The "chilly climate" comes from the fact that the sentiment is tolerated by those in authority

Nowhere has anyone shown, in any way, that this sentiment is 'tolerated by those in authority'. Cathy said that such shirts are sometimes treated as an expression of 'girl power'--carefully phrasing it in the passive, so that she needn't show who is doing the 'treating', or even that those shirts have a thing to do with the climate in schools.

drumgurl said...

I read in Newsweek about a proposal for sex-segregated education in which girls wouldn't have timed math tests. The reason was because girls are supposedly less competitive and don't like the timed tests. But you know what... too bad. Sometimes you have to do things you don't like in school. If you can't handle a timed test, then don't plan on going to college. As a recent grad, I can say with confidence that you will fail even the most basic course if you can't take a timed test.

The article also said that girls' classes would have time set aside to talk about feelings. I don't think that is a good idea either. First of all, no one will care about your wittle feelings in college. Second of all, it's not the place of public ed to do that. I would have been horrifed to be put in that situation as a kid (to be pressured to talk about my feelings). Kids go to school to learn, not to be coddled. If other students still need their binkie and blankie, it's not my problem.

mythago said...

Kids go to school to learn, not to be coddled.

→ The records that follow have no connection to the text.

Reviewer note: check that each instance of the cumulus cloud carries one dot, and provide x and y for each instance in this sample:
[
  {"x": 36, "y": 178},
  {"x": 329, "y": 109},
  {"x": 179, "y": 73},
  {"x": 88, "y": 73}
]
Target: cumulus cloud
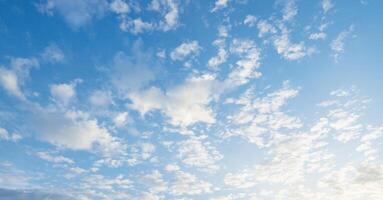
[
  {"x": 132, "y": 72},
  {"x": 184, "y": 104},
  {"x": 289, "y": 50},
  {"x": 248, "y": 63},
  {"x": 119, "y": 7},
  {"x": 327, "y": 5},
  {"x": 250, "y": 20},
  {"x": 184, "y": 50},
  {"x": 15, "y": 76},
  {"x": 64, "y": 93},
  {"x": 5, "y": 135},
  {"x": 77, "y": 13},
  {"x": 170, "y": 12},
  {"x": 101, "y": 98},
  {"x": 75, "y": 130},
  {"x": 219, "y": 4},
  {"x": 53, "y": 54},
  {"x": 194, "y": 152},
  {"x": 337, "y": 45},
  {"x": 54, "y": 158}
]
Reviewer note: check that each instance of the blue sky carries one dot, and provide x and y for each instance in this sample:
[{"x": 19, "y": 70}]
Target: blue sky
[{"x": 168, "y": 99}]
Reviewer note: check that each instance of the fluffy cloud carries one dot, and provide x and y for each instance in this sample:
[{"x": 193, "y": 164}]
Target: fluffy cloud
[
  {"x": 185, "y": 104},
  {"x": 193, "y": 152},
  {"x": 14, "y": 77},
  {"x": 53, "y": 54},
  {"x": 327, "y": 5},
  {"x": 169, "y": 10},
  {"x": 184, "y": 50},
  {"x": 63, "y": 93},
  {"x": 337, "y": 45},
  {"x": 5, "y": 135},
  {"x": 119, "y": 6},
  {"x": 75, "y": 130},
  {"x": 246, "y": 66},
  {"x": 185, "y": 183},
  {"x": 250, "y": 20},
  {"x": 54, "y": 158},
  {"x": 76, "y": 13},
  {"x": 219, "y": 4},
  {"x": 289, "y": 50},
  {"x": 131, "y": 73}
]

Why the unsavory, fangs-out attitude towards children in education? It's a tough world out there, kiddies, you better grow a pair in kindergarten and deal with cold, cruel reality!

The reality is that all this crap about how girls don't like timed tests and want to talk about 'feelings' is wholly a projection by the adults.

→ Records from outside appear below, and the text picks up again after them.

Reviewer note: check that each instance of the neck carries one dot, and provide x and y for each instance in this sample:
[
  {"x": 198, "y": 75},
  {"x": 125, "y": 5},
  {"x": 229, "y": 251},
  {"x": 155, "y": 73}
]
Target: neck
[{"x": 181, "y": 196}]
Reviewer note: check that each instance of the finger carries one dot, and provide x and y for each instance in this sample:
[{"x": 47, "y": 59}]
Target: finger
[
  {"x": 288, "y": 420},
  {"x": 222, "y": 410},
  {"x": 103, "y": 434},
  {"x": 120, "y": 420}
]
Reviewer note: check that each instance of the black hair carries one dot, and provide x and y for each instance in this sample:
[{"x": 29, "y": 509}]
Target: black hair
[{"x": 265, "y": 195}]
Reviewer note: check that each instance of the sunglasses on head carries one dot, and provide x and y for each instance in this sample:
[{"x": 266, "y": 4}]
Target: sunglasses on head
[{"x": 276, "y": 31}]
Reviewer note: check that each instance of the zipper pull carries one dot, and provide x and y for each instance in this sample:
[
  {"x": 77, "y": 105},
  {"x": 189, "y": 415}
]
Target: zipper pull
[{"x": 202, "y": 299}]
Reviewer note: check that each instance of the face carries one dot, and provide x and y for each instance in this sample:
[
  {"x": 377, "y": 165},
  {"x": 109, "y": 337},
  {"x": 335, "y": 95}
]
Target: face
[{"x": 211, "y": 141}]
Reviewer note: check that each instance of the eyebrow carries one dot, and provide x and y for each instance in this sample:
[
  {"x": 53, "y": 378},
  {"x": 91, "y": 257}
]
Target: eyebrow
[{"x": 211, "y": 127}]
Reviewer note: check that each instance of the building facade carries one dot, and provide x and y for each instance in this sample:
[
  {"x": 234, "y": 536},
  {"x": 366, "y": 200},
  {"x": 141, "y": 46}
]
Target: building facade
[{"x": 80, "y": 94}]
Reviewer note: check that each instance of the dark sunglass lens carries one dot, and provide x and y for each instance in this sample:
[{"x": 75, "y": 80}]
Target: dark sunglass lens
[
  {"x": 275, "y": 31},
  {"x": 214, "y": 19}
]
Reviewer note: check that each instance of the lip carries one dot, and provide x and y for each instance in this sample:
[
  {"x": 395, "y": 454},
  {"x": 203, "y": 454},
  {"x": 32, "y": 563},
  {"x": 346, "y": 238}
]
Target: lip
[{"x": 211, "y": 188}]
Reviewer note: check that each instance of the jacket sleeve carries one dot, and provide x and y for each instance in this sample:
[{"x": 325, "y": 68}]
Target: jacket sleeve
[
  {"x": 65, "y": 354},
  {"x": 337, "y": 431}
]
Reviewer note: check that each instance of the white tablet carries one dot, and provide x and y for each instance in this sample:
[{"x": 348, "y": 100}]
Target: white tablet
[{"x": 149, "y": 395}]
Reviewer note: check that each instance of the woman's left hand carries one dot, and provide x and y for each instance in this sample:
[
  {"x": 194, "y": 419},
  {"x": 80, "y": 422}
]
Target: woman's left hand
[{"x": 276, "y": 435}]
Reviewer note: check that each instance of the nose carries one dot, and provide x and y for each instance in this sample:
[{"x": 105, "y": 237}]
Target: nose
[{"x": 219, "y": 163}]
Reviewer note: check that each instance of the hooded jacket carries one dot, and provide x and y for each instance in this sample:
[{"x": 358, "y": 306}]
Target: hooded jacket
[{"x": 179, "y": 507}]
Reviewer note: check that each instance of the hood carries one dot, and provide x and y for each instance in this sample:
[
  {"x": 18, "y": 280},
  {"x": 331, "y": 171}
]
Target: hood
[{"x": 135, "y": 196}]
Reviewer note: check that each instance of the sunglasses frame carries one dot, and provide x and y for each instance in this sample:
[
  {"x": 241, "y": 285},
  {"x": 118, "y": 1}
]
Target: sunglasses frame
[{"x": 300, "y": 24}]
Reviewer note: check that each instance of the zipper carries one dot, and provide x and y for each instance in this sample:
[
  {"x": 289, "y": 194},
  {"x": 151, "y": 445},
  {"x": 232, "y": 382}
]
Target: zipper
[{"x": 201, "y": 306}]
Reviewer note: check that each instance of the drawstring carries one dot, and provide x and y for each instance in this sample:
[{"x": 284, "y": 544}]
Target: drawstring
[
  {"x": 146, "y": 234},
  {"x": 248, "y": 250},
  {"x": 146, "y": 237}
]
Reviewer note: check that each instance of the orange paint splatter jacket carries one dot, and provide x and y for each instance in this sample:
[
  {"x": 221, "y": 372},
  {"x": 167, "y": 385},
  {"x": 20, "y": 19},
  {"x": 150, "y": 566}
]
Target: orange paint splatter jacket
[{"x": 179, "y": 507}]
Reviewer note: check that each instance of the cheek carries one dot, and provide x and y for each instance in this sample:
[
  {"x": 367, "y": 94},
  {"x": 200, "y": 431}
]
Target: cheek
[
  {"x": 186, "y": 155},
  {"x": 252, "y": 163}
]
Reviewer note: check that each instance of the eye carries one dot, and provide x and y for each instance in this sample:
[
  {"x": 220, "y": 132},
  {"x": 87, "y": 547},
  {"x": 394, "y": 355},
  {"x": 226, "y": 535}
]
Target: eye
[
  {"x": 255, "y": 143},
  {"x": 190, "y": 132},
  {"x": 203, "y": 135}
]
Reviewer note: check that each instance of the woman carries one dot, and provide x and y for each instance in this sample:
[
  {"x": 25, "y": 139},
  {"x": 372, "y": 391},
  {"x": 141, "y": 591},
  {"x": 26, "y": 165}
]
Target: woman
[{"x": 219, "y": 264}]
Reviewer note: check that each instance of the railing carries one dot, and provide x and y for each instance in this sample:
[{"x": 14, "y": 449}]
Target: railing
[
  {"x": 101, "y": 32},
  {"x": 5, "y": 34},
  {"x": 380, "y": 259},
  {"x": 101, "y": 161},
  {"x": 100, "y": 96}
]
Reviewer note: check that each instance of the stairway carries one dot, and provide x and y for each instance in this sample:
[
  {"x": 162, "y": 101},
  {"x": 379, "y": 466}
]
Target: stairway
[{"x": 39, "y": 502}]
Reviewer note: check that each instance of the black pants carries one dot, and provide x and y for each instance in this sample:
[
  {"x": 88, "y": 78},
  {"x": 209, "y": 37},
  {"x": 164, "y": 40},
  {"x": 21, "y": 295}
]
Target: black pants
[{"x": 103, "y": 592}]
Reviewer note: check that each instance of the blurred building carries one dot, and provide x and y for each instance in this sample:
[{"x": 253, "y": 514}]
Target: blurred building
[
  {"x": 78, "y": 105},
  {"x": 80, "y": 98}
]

Another reality is that schools DO need to take kids' feelings into account. It's not an excuse for academic laxitude. It IS reality that if you're a teacher or administrator who thinks Lord of the Flies is a fantastic social model, you're not going to end up with a successful student body.

drumgurl said...

Mythago, I didn't mean we should just not care about kids' feelings at all. I meant that it would be inappropriate to have a special "feelings" session -- epsecially just for the girls.

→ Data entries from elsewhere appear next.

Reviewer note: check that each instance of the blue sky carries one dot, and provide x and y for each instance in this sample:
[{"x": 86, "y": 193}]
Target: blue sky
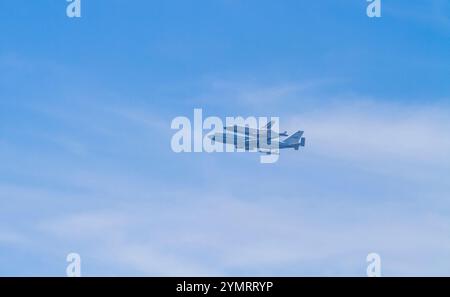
[{"x": 86, "y": 164}]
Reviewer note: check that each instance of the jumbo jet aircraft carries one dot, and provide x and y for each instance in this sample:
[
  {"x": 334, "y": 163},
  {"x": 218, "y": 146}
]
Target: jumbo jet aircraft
[{"x": 265, "y": 141}]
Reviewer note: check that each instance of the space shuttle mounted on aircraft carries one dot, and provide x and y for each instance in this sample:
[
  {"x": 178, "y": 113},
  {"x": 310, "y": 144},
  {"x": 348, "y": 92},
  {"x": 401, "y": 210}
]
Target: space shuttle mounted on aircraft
[{"x": 263, "y": 140}]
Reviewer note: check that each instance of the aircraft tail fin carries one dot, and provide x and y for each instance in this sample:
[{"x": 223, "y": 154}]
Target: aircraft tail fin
[
  {"x": 295, "y": 139},
  {"x": 269, "y": 125}
]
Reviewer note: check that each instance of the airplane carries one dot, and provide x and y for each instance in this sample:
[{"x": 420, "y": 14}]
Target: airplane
[
  {"x": 266, "y": 130},
  {"x": 263, "y": 145}
]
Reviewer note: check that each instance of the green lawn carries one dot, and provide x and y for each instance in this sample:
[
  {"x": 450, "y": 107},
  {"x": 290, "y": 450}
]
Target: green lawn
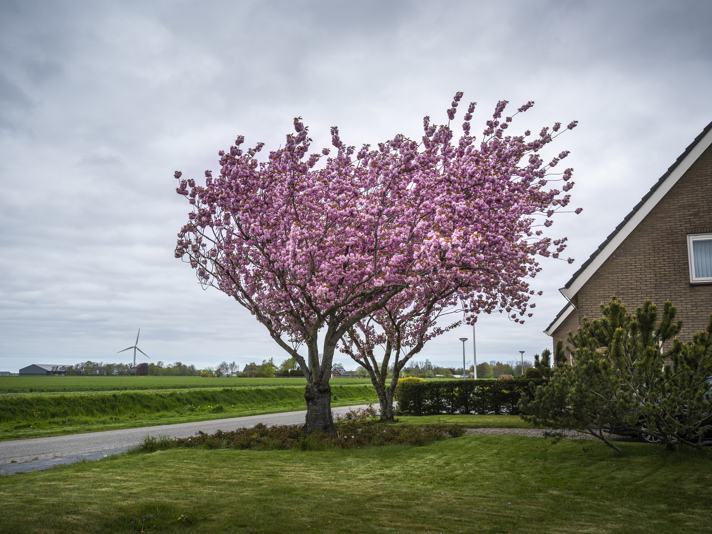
[{"x": 468, "y": 484}]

Of course there are some kids, boys and girls, who don't like timed tests (or any tests at all). If I sound angry, it's because I think it's a horrible idea to take the timed tests away from girls. Notice I said girls are *supposedly* less competitive. My point is that it doesn't matter if they are or aren't. They need the timed tests either way.

mythago said...

Then why the scornful disdain for "widdle feelings" (in kids who are, um, "widdle")?